Imagery hosted so far

• Luxembourg imagery hosted on the Dev server.
• Some UK imagery (Hampshire, Surrey)
• Australia reference imagery.

Action items

• 2023-02-23 [Bureaucracy] Grant to migrate OWG action items to GitHub tickets (https://github.com/openstreetmap/operations/issues/823)
• 2023-01-12 Grant Slater to experiment with Netbox. [Topic: Asset management]
• 2023-01-12 Grant Slater to email Slough to see if he can make any arrangements. [Reportage: Decommissioning]
• 2022-12-15 Guillaume Rischard to make sure Grant does the forum to Discourse migration. [Topic: Forum to Discourse https://github.com/openstreetmap/operations/issues/604 ] # 2022-12-29 In progress. # 2023-01-12 In progress
• 2022-12-15 Grant Slater to produce a pull request and finish the OSQA one. [Topic: Containerisation of small services https://github.com/openstreetmap/operations/issues/807] # 2022-12-29 In progress.
• 2022-11-03 [Network upgrades AM6] Guillaume Rischard to talk with Clement / Open Source ISP about reliability and get insurances that the virtualised Layer2 links to Paris will be reliable. # 2022-11-17 Pending # 2022-12-29 Changed from "OPS" to "Guillaume".
• 2022-09-22 [Network upgrades @ AM6] Grant Slater and Guillaume Rischard to talk to Clement about the options for network upgrades. # 2022-10-06 Guillaume talked with Clement.
• 2022-09-22 [Network upgrades @ AM6] Guillaume Rischard to provide a schema at next meeting.
• 2022-09-22 [Network upgrades @ AM6] Grant Slater and Guillaume Rischard to work out all the costs involved for option 1.
• 2022-09-08 Grant Slater to document Chef testing. [Topic: How to get more people involved] # 2022-09-22 Chef kitchen tests running locally. # 2022-11-03 pending. #2022-11-17 Pending # 2022-12-29 In progress. # 2023-01-12 In progress - one of the rests fails randomly.
• 2022-07-14 Guillaume Rischard to ask Brian Sperlongano about OpenMapTiles and YAML, to do a test run. [Topic: Vector tile status]. # 2022-09-22: Suspended for a while. Brian is back at school and has no time to work on this. Guillaume will try to move vector tiles forward with someone else. # 2022-12-29 Still suspended.
• 2020-12-02 [AWS] Grant Slater to develop some thoughts on what is next for us using AWS. [Topic: AWS] # 2021-05-19 & 2021-06-02 & 2021-06-16 postponed for a few weeks. # 2022-12-29 In progress.
• 2020-07-29 [AWS] Grant Slater to enable background sync to AWS S3. [Topic: Ironbelly] #2020-08-12&26 & 2021-06-02 Manually run, automated scripting to be added. # 2021-05-19 Grant to run the script again. # 2022-04-09 Still manually run. # 2022-09-22 wants to make sure there are absolutely minimum permissions. # 2022-12-29 In progress. # 2023-01-12 Still manually run.
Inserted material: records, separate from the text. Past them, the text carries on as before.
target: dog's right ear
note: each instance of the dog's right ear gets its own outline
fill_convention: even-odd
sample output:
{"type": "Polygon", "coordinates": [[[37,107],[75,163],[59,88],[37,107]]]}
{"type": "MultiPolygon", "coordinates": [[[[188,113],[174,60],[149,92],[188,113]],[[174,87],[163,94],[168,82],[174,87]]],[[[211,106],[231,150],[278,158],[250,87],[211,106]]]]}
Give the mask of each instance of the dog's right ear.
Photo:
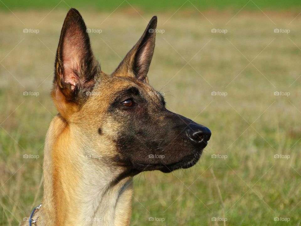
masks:
{"type": "Polygon", "coordinates": [[[94,77],[100,71],[85,22],[75,9],[70,9],[64,22],[55,66],[52,95],[59,112],[66,119],[87,100],[94,77]]]}

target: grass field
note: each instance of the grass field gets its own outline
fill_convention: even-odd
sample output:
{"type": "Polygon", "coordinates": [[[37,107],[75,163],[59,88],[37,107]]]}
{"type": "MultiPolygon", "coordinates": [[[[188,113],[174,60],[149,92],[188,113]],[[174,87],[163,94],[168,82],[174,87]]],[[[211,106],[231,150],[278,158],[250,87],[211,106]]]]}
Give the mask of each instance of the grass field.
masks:
{"type": "MultiPolygon", "coordinates": [[[[157,14],[163,30],[149,77],[168,109],[213,135],[192,168],[135,178],[131,225],[299,225],[301,15],[193,10],[157,14]]],[[[153,15],[132,8],[80,11],[88,28],[101,30],[90,37],[108,73],[153,15]]],[[[67,12],[50,11],[0,13],[1,225],[18,225],[41,200],[44,139],[57,114],[50,96],[54,53],[67,12]]]]}
{"type": "Polygon", "coordinates": [[[117,8],[134,7],[145,11],[162,11],[171,10],[174,12],[179,8],[182,9],[200,10],[214,9],[217,10],[238,11],[243,7],[244,9],[259,11],[260,9],[269,10],[301,10],[301,2],[298,0],[174,0],[172,1],[152,0],[112,0],[109,1],[82,1],[81,0],[2,0],[0,9],[8,11],[10,9],[32,9],[33,8],[52,9],[71,7],[95,9],[110,11],[117,8]]]}

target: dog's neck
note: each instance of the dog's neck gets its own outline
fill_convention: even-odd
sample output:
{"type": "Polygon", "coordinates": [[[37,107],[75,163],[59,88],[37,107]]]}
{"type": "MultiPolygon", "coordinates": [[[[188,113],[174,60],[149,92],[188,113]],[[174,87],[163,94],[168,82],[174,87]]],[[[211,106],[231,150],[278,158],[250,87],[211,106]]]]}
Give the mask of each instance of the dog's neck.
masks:
{"type": "Polygon", "coordinates": [[[129,225],[132,176],[120,176],[120,169],[100,158],[87,159],[87,147],[73,142],[80,138],[74,136],[68,124],[55,116],[46,136],[37,225],[129,225]]]}

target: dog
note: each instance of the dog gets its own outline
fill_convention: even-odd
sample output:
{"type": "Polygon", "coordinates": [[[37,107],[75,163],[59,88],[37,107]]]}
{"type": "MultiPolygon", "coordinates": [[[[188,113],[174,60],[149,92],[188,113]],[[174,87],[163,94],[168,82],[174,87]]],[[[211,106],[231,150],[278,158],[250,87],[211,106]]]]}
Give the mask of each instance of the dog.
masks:
{"type": "Polygon", "coordinates": [[[23,225],[128,225],[134,176],[199,160],[210,130],[167,110],[149,84],[156,25],[155,16],[108,75],[79,13],[68,13],[55,60],[51,96],[59,113],[46,136],[42,203],[23,225]]]}

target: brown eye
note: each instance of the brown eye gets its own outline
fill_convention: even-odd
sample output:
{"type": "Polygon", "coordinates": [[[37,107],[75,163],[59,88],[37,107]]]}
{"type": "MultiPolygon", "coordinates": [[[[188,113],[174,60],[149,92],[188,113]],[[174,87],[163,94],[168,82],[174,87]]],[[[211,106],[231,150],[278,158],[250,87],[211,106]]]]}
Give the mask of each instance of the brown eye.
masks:
{"type": "Polygon", "coordinates": [[[134,102],[130,99],[128,99],[123,102],[121,102],[121,104],[124,106],[131,107],[134,105],[134,102]]]}

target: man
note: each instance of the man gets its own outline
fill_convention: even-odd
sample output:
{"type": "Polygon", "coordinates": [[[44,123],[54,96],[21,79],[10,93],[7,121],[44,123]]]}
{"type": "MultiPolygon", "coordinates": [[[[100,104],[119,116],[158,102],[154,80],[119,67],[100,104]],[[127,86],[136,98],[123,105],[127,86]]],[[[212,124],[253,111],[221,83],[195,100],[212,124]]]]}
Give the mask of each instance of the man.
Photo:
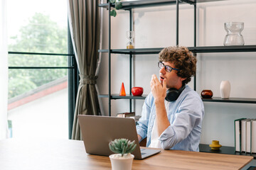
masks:
{"type": "Polygon", "coordinates": [[[152,75],[137,125],[139,140],[147,137],[146,147],[199,151],[203,103],[186,85],[196,74],[196,58],[185,47],[169,47],[160,52],[158,64],[160,81],[152,75]]]}

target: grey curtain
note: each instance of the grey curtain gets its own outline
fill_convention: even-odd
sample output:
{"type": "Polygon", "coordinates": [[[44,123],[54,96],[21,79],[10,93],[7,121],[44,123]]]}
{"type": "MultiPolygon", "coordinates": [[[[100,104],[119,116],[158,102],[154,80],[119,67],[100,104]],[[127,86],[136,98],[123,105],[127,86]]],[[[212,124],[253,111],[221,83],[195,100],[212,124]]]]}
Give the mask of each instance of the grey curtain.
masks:
{"type": "Polygon", "coordinates": [[[100,9],[98,0],[68,0],[69,26],[80,84],[72,132],[73,140],[82,140],[78,115],[101,115],[96,90],[96,79],[100,60],[100,9]]]}

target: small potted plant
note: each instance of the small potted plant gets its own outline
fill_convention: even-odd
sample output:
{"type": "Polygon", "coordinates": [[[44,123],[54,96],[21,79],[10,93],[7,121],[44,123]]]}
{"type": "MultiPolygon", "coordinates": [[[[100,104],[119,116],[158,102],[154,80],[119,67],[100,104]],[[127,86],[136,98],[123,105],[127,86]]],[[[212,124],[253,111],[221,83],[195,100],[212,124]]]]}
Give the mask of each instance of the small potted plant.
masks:
{"type": "Polygon", "coordinates": [[[134,155],[131,153],[135,149],[135,141],[127,139],[116,139],[109,144],[113,154],[110,155],[112,170],[131,170],[134,155]]]}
Grant to look at the policies together with Paul.
• 2020-07-01 Paul Norman to create a ticket about solutions to reduce incoming communications. [Topic:Revision of acceptable use policy to reduce incoming comms] # 2021-05-19 decision to leave the action item open. # 2021-06-02 discussion about priority for account deletion. # 2022-04-09 Grant can show Paul how to do that with autoresponder which Tom built. Might be better to work on an online form (action item below).
• 2020-07-01 Grant Slater to work out some of the questions for an online form as a solution to reduce incoming comms. [Topic: Revision of acceptable use policy to reduce incoming comms] 2020-08-12 need to think about the reply # 2021-05-19 decision to leave the action item open. # 2022-04-09 Grant is thinking about examples. Suggestion to add what is considered large for tile usage.
• 2020-04-10 Grant Slater to work out a table of different data bits, work out how they are backed up and what can be potentially improved. [Topic: High Availability / redundancy of OpenStreetMap.org (and primary services)] # 2021-05-19 decision to leave the action item open. # 2021-06-02 pending.

Meeting adjourned 58' after start.

Next meeting

Thursday 22 March 2023, 19:00 London time, unless rescheduled.

Operations meetings are currently being held every two Thursdays, at 19:00 London time.
Online calendar showing the OPS meetings.